Niels A. Hooper, University of California Press
Michael J. McGandy, Cornell University Press
Stephen M. Wrinn, University Press of Kentucky
Susan Ferber, Oxford University Press
History books vary considerably in their approach to scale—be they international, national, regional, comparative, local, or a combination—but lives and stories can be given particularly fine grained attention when works are specifically rooted in place, be in urban, suburban, rural, or regional. This includes but is not limited to the genre of microhistory, which tends to focus on a specific incident in a place. For readers, these works are among the most narratively satisfying and therefore among the most likely to cross over to non-specialists.

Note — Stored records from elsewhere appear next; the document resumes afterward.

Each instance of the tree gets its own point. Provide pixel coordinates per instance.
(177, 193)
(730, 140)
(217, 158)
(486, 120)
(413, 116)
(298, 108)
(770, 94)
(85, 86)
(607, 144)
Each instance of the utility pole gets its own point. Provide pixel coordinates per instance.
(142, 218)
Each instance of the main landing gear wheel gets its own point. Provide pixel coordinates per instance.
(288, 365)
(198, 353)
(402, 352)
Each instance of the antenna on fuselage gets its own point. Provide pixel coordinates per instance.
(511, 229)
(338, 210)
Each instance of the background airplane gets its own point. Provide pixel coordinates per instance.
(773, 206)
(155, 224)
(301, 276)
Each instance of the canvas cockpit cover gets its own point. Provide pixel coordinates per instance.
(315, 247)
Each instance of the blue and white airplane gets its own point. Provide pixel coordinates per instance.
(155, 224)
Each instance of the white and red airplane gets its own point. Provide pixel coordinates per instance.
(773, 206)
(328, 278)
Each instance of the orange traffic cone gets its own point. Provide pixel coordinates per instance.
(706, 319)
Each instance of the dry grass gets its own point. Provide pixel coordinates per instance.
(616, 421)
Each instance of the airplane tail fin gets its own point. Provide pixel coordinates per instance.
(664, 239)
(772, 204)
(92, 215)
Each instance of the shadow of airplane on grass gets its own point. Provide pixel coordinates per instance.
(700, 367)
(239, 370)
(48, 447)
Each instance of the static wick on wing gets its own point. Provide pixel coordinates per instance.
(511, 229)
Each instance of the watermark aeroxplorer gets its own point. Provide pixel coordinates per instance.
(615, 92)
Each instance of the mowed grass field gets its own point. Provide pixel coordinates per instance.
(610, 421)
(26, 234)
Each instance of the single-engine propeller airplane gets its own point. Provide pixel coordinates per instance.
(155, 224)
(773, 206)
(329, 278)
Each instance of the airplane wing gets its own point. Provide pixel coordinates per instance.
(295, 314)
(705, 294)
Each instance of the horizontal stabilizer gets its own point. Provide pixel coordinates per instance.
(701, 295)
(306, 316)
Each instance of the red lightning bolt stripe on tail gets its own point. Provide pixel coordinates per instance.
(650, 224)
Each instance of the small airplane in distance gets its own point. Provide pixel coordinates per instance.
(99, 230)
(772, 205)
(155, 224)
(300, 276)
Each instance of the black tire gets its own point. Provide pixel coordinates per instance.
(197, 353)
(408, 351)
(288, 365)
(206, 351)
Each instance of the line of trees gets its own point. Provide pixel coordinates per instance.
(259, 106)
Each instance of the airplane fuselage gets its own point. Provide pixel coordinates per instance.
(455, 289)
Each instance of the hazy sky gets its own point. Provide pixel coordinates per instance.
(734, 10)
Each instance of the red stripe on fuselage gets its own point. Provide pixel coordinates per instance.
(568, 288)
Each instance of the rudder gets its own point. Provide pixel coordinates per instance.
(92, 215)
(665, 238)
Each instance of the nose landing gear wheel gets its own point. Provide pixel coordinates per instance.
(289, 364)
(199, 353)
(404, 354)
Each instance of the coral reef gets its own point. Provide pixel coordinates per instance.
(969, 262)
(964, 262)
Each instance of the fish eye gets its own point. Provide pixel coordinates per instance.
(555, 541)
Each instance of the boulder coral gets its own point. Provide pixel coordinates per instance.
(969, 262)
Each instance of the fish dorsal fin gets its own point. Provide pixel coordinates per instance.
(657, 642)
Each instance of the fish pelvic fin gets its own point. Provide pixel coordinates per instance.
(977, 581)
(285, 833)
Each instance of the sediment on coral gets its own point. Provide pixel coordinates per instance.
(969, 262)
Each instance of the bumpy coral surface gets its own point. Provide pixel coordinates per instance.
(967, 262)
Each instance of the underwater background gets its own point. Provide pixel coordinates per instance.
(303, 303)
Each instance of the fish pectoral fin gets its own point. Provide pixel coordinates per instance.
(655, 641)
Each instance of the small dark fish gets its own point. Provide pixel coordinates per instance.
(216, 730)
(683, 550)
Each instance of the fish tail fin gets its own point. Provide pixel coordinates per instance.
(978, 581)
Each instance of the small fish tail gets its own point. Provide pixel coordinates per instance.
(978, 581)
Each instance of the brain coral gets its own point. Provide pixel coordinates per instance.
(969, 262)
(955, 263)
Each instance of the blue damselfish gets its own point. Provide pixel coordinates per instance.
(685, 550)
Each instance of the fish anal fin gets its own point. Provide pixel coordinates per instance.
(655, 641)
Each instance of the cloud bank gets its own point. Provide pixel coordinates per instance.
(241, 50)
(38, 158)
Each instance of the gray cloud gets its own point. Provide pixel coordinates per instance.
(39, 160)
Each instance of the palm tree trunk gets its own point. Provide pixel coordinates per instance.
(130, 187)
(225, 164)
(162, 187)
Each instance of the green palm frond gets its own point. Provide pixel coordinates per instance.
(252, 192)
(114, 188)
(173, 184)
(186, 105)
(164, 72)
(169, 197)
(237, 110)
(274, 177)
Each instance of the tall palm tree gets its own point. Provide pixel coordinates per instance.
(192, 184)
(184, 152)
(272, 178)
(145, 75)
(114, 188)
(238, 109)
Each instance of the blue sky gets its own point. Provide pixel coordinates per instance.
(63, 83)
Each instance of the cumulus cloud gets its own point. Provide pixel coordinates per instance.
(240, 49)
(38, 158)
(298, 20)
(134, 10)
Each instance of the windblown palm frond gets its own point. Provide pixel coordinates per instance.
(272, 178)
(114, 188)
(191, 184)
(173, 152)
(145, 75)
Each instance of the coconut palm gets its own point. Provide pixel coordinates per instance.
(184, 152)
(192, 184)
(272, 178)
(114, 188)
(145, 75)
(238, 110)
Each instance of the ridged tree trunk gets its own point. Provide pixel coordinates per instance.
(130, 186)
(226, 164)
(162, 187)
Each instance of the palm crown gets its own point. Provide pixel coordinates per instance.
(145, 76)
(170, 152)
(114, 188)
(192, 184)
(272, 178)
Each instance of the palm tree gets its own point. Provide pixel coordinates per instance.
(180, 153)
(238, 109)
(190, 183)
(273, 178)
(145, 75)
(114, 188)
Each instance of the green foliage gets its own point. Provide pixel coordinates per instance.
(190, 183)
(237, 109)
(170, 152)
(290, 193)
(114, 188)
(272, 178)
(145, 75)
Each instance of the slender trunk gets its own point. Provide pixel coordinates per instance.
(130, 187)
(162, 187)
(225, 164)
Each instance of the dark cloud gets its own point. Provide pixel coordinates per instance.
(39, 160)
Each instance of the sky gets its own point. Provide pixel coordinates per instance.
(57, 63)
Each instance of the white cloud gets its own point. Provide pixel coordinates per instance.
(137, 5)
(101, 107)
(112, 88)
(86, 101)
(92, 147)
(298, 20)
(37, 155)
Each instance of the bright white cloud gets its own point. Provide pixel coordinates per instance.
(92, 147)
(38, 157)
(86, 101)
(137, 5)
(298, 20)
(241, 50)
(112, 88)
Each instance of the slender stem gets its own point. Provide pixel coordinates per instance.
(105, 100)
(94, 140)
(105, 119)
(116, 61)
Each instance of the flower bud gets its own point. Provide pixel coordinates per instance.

This roundtable aims to address the promise and unique challenges of editing and publishing of such works. For university presses, publishing works of regional trade interest is often an explicit part of their mission and a significant part of their lists. The focus on place can be a plus as well as a minus in writing and promotion. For example, a book that provides close analysis of local factors and actors can easily be challenged as being representative of only an exceptional place, while offering broader and more universal analysis based on a single case study can leave authors open to critique for not studying multiple examples and giving their works more solid grounding. When such books are published, they can often be very appealing to regional media, while being passed over by national media for not being wide enough in scope. Publicity, sales, and marketing departments can capitalize on the local but also need to think creatively to get media and account buyers to pay attention to works that, on the surface, appear to have circumscribed spatial parameters and a limited, place-based readership. Although some places have built and retained a robust regional market, works about places that are not widely beloved as tourist attractions face a different set of challenges.
A group of editors, moderated by a historian who has written numerous works about space and place, intend to reflect on editing and publishing about American places. They will discuss the practice of publishing such works and what that means for readership, hopefully giving authors a better sense of how to handle the inherent virtues and vices of this approach.